🤖 AI Summary
In aerial remote sensing, lightweight trackers suffer from insufficient decoupling between detection and localization capabilities due to single-stage feature fusion, limiting both robustness and accuracy. To address this, we propose a Target-Aware Bidirectional Fusion Transformer (TBF-Transformer). Our approach features: (1) a dual-stream linear self- and cross-attention network enabling forward–backward multi-stage feature decoupling and fusion; (2) target-aware positional encoding that jointly models local details and global semantics; and (3) a lightweight Transformer design optimized for embedded deployment. Evaluated on UAV-123, UAV20L, and UAVTrack112, our method achieves state-of-the-art performance in both accuracy and robustness.
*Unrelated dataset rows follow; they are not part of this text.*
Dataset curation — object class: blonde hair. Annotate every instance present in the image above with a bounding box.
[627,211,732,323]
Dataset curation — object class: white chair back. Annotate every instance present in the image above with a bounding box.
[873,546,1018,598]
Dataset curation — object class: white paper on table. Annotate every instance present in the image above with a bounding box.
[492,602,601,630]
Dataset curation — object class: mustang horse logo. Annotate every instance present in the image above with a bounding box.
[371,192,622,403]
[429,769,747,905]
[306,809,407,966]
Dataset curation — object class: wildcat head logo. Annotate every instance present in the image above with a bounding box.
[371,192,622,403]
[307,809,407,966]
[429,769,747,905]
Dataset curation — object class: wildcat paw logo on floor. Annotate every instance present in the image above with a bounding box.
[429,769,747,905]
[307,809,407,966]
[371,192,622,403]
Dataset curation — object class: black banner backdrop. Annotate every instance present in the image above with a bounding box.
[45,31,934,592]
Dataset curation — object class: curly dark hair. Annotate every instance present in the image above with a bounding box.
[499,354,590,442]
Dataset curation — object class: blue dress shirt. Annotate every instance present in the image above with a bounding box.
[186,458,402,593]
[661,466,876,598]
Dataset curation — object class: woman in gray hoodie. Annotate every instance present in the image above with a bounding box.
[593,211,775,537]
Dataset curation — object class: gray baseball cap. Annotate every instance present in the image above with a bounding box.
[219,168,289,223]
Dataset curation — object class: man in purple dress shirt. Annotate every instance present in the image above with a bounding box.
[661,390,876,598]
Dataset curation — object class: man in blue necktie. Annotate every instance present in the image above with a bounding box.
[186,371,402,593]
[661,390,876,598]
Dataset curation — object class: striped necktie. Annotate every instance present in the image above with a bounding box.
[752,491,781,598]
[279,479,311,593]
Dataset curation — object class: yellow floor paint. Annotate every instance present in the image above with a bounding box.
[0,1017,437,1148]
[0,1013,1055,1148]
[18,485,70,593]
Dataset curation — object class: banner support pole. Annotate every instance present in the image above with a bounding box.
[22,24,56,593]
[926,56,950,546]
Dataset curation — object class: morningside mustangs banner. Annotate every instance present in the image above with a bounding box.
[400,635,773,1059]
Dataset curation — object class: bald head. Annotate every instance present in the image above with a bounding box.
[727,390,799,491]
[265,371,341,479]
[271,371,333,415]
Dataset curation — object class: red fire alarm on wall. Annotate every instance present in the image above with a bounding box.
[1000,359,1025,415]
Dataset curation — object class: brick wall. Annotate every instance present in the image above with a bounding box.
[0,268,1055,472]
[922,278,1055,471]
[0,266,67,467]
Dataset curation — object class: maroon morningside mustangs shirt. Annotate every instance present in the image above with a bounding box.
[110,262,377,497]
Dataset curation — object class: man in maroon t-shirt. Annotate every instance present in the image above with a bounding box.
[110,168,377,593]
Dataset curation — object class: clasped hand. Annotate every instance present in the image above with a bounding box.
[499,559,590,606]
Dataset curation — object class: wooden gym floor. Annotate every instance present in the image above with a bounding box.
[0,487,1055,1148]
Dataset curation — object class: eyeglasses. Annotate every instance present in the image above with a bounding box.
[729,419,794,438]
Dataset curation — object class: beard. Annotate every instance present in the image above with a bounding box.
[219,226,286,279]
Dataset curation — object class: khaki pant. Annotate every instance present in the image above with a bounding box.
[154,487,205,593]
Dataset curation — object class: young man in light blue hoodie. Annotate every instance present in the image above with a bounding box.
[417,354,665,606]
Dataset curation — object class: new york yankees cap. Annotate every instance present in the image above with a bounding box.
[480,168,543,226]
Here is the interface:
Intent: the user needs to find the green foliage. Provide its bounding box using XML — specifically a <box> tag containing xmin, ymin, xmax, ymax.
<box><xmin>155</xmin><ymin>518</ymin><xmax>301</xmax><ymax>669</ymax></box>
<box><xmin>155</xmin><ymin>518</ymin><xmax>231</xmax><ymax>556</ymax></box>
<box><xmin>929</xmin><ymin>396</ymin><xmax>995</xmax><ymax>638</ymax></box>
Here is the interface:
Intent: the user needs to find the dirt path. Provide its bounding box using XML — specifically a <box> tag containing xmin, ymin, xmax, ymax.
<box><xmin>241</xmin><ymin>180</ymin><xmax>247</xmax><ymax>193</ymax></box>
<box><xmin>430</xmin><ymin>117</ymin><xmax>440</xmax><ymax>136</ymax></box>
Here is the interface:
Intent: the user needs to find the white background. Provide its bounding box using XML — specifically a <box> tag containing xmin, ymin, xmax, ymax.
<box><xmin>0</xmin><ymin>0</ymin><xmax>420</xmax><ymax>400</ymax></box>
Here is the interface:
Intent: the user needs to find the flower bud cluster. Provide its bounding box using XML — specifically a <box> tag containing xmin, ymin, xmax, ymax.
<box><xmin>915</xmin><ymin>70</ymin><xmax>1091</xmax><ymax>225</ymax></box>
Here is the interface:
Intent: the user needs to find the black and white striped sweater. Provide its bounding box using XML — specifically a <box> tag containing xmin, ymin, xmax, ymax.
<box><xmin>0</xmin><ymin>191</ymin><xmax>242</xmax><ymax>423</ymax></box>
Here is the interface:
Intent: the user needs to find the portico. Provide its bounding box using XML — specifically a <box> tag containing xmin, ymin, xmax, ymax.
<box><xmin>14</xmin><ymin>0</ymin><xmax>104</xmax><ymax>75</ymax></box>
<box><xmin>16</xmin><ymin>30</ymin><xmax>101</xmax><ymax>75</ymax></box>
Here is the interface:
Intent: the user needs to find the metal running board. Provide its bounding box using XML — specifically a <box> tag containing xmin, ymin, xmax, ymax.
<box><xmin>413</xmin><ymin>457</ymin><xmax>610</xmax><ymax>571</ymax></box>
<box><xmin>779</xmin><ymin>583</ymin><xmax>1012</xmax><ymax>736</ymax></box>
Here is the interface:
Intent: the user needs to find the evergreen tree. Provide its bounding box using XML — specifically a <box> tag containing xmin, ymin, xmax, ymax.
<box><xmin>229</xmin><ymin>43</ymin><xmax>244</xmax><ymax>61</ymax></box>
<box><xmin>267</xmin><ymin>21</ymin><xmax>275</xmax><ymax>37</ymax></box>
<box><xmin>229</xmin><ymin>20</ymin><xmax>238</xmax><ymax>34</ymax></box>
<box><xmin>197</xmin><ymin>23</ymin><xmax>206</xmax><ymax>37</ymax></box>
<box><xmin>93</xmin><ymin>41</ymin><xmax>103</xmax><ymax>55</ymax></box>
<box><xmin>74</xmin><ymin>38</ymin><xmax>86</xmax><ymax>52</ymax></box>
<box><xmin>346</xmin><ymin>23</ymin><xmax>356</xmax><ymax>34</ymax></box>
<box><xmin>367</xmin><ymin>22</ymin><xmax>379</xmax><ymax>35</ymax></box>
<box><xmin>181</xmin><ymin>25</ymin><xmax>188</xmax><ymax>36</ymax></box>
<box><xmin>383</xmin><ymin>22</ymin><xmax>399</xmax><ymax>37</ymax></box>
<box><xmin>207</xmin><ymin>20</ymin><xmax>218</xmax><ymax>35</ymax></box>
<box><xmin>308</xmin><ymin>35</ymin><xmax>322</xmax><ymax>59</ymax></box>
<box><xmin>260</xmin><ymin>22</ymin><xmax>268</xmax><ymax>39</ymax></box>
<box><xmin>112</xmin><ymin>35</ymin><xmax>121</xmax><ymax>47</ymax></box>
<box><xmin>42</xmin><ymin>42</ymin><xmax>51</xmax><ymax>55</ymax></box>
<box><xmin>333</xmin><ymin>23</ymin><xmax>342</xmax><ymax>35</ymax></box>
On embedded platforms, it operates at 30.5 FPS, demonstrating an effective balance between high precision and real-time inference capability.
📝 Abstract
The trackers based on lightweight neural networks have achieved great success in the field of aerial remote sensing, most of which aggregate multi-stage deep features to lift the tracking quality. However, existing algorithms usually only generate single-stage fusion features for state decision, which ignore that diverse kinds of features are required for identifying and locating the object, limiting the robustness and precision of tracking. In this paper, we propose a novel target-aware Bidirectional Fusion transformer (BFTrans) for UAV tracking. Specifically, we first present a two-stream fusion network based on linear self and cross attentions, which can combine the shallow and the deep features from both forward and backward directions, providing the adjusted local details for location and global semantics for recognition. Besides, a target-aware positional encoding strategy is designed for the above fusion model, which is helpful to perceive the object-related attributes during the fusion phase. Finally, the proposed method is evaluated on several popular UAV benchmarks, including UAV-123, UAV20L and UAVTrack112. Massive experimental results demonstrate that our approach can exceed other state-of-the-art trackers and run with an average speed of 30.5 FPS on embedded platform, which is appropriate for practical drone deployments.